Dan Pashman: But making this version of cascatelli was not easy. I had to get a crash course in the science of gluten-free pasta. Then we had to overcome manufacturing issues to get it done in time for a very tight deadline.
CLIP (MEG MARCUK): We have some work to do. So we’re under a bit of a time crunch.
CLIP (DAN PASHMAN): It’s exciting though.
CLIP (MEG MARCUK): Yeah.
CLIP (DAN PASHMAN): Nothing like a deadline. I mean, easy for me to say. I’m here in my basement. I’m like you guys keep on rocking. [LAUGHS]
CLIP (MEG MARCUK): Yeah. Appreciate the support from afar.
Dan Pashman: Hear that whole story in last week’s episode, which is Mission: ImPASTAble part 8. And get Banza’s cascatelli made from chickpeas, exclusively at your local Whole Foods, or order it direct from Banza and get it shipped to your door with free shipping! For that, go to EatBanza.com.
Dan Pashman: All right, I'm joined once again by Matt Rodbard and Daniel Holtzman, authors of the new book, Food IQ: 100 Questions, Answers, and Recipes to Raise Your Cooking Smarts. Hello again, guys.
Matt Rodbard: Hey, there.
Daniel Holzman: Glad to be here.
Dan Pashman: All right. Let's go back to our listeners. Who's up next.
Samantha: Hi Sporkful. This is Samantha Bailey from Greensboro, North Carolina. And my question that I've always wondered is what is a shallot and not necessarily, what is it. Like, I know it's those little onion things, but when you see in a recipe that it requires two shallots, is that two bulbs of the shallot or like the pieces that peel off of the bulb? If you can answer that for me, that'd be fantastic, cause either I'm putting too much shallot in my recipes or not enough. Thanks.
Dan Pashman: I love this question and I would like to add my own question, which is, aren't shallots just bullshit?
Dan Pashman: They're just onions that are more expensive and smaller and harder to find.
Matt Rodbard: I mean, are they bullshit? I wish I could say yes. I wish it could be like, they are bullshit, Dan. But to me they're mild. They're more — they're more mild. I think there's less astringency with shallots. And I think it offers home cooks some wiggle room. Especially, when cooking with raw shallots. You see raw shallots a lot in salad dressings. I think that’s because you just don’t want a super astringent yellow Spanish onion in that salad dressing or in that salad.

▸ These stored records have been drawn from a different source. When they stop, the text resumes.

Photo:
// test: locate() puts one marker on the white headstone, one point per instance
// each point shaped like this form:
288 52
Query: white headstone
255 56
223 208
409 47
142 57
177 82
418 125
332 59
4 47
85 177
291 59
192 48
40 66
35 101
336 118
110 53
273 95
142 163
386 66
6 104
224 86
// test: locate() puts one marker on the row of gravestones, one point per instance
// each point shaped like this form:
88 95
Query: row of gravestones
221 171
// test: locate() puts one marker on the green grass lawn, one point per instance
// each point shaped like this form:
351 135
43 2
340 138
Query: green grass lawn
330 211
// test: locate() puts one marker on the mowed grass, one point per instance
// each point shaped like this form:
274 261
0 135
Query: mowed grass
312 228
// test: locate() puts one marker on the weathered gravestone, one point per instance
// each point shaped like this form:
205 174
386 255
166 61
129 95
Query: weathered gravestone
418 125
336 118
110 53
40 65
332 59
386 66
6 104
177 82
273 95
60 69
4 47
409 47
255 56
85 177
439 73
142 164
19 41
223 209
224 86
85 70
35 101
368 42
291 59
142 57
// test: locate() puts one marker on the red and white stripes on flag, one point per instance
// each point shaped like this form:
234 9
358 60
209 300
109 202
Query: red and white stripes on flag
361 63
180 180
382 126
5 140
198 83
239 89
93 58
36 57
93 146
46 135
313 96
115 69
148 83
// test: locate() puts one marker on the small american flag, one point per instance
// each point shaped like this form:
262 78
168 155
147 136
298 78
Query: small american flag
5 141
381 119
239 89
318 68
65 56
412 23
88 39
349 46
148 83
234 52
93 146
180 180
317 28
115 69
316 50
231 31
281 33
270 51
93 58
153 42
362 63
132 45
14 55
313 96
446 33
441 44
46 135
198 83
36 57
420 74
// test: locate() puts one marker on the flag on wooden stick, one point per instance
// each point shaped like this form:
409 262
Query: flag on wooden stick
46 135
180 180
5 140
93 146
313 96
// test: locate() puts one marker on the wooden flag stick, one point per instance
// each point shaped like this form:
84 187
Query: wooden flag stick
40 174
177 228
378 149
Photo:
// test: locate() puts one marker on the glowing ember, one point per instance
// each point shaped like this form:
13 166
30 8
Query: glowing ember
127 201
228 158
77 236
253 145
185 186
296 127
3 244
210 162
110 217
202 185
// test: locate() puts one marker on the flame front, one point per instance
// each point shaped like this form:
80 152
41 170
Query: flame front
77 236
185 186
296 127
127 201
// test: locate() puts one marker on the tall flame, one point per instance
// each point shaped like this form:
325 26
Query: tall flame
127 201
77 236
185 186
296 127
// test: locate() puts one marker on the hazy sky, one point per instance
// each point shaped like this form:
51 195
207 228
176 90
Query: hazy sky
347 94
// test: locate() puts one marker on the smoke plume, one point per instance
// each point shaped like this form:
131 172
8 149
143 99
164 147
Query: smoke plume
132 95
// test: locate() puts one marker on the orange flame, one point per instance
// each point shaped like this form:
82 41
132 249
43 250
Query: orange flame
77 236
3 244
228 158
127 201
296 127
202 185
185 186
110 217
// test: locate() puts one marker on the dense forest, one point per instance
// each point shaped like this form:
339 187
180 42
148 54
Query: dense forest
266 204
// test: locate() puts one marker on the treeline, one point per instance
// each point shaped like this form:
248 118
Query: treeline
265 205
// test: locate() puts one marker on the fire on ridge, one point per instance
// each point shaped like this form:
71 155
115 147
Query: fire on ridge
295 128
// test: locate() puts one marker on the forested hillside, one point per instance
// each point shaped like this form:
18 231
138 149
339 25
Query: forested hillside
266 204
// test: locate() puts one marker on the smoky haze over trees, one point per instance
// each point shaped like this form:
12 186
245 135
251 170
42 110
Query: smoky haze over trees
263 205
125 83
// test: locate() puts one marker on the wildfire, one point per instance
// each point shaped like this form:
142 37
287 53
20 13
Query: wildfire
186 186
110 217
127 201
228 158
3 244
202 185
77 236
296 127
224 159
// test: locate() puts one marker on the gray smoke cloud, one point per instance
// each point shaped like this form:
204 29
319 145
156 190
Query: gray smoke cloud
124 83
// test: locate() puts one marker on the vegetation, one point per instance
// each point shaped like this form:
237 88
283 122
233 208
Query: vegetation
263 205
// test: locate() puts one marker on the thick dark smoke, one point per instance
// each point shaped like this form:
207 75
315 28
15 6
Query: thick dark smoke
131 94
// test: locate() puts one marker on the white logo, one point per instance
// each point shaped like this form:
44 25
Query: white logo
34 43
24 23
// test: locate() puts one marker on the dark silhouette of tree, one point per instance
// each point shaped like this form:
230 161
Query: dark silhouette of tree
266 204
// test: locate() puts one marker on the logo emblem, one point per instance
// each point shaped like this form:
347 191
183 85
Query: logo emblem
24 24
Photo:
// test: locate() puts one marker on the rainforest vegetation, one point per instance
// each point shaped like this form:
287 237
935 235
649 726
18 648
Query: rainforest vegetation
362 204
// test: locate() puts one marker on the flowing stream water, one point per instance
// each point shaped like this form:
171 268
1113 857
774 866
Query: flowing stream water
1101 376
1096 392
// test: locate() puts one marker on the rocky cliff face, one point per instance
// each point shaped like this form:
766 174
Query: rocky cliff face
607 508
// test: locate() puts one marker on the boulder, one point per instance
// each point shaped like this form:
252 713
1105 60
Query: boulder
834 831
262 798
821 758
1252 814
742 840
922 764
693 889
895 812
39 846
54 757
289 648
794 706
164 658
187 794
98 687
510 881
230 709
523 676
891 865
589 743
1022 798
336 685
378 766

Dan Pashman: Fair. And as someone who generally does not — I don't love raw
onions because of that sharp onion flavor. It's just too much. And the — I feel like once you eat one piece of raw onion, it's all you're tasting for the next two days. So in that case, I could agree that shallots could be better. But is it fair to say, like in a pinch, you can pretty much always substitute onions for shallots ...
Daniel Holzman: Yes, in a pinch, you could pretty much always substitute onions for shallots.
Dan Pashman: All right, but what about Samantha’s question —what, actually, is a shallot?
Daniel Holzman: This is definitely a food writer question, because I think it speaks to the heart of the like, you know, is this a — is this a good question or is this a poorly written recipe?
Matt Rodbard: I think, when I say two shallots, I do mean two shallots. Like, to be honest. Like it's not the —
Dan Pashman: Whole. So the whole, the whole shallot?
Matt Rodbard: Yeah, of course.
Dan Pashman: All right. Before we get to the next listener question, I have a question. Actually, this one comes from my mother-in-law, who emailed me this question by chance last night. And I was like, I don't know the answer to that, but I'm talking to two guys tomorrow who probably do. So almost every recipe you see that begins with sauteeing onions, it always says heat the oil in the pan. Then add the onions. My mother-in-law, Alice, asks, "Why? Why can't you just put the onions and oil in the pan and then turn the heat off? Within a few minutes, it will start sizzling and it will end up the same, won't it? Like, is there really a difference? Why does the oil need to be heated in advance?"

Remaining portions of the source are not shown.